I know you hate payday loan companies. Do you feel the same way about check-cashing companies?
Check-cashing companies are not a good deal, but they’re nowhere near as bad as payday lenders. All check-cashing businesses do is charge a fee to cash a check.
Honestly, it’s kind of silly to me that places like this can make money when all you have to do is walk into a bank and open an account. But there’s a percentage of our population that people in financial circles call “unbanked.” This means they avoid banks for whatever reason, but in the process they leave themselves susceptible to bad deals like this.
So I don’t feel the same way about check-cashing companies as I do about payday lenders. It’s still not a financially smart move to pay a storefront operation a fee just to cash a check, but these businesses aren’t nearly as abusive as payday lenders.
My 6-year old son has saved up $400. He said he wants to buy a motorcycle with it someday, but he recently changed his mind and wants to buy a computer tablet. Is it okay for him to change his mind like this, and how should I handle things?
I’m not really concerned whether it’s a motorcycle or a tablet, especially if he’s saved his own money. I think the big thing we’re looking for in all this is a teachable moment.

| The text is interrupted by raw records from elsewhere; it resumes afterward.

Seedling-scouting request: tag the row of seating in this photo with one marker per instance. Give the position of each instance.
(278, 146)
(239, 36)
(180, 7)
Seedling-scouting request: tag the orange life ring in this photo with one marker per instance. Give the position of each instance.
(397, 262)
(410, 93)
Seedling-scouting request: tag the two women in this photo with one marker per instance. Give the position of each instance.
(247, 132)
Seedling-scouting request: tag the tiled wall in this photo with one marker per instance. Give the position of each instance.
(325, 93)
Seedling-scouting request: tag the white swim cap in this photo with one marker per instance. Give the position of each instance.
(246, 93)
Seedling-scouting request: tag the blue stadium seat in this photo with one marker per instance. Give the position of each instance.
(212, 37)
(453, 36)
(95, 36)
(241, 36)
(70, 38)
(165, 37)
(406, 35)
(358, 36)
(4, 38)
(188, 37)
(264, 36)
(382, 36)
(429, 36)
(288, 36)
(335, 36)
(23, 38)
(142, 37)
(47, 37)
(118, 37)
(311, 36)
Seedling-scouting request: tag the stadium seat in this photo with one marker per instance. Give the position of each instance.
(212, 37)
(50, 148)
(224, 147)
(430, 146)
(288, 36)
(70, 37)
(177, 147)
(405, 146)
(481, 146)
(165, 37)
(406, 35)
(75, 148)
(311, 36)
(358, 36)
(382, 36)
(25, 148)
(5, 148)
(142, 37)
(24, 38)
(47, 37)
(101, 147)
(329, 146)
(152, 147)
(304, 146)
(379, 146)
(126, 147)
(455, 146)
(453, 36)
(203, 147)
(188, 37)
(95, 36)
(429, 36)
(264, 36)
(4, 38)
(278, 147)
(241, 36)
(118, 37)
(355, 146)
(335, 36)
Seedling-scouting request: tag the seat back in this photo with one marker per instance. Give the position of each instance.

Certainly regret is a concern, especially with a kid so young. But the reality is that neither the decision nor the possible regret afterward will ruin his life. If you talk to him and try to advise him beforehand, and he gets upset later because he feels like he made the wrong choice, it gives you the opportunity to step in and gently say, “I’m sorry you think you made a bad choice, but that’s why I wanted you to really think about it first. You had a chance to listen to mom’s wisdom and didn’t. I’m sorry you feel sad now, but I want you to remember it and learn something from this bad decision.” It’s a process of controlled pain and natural consequences.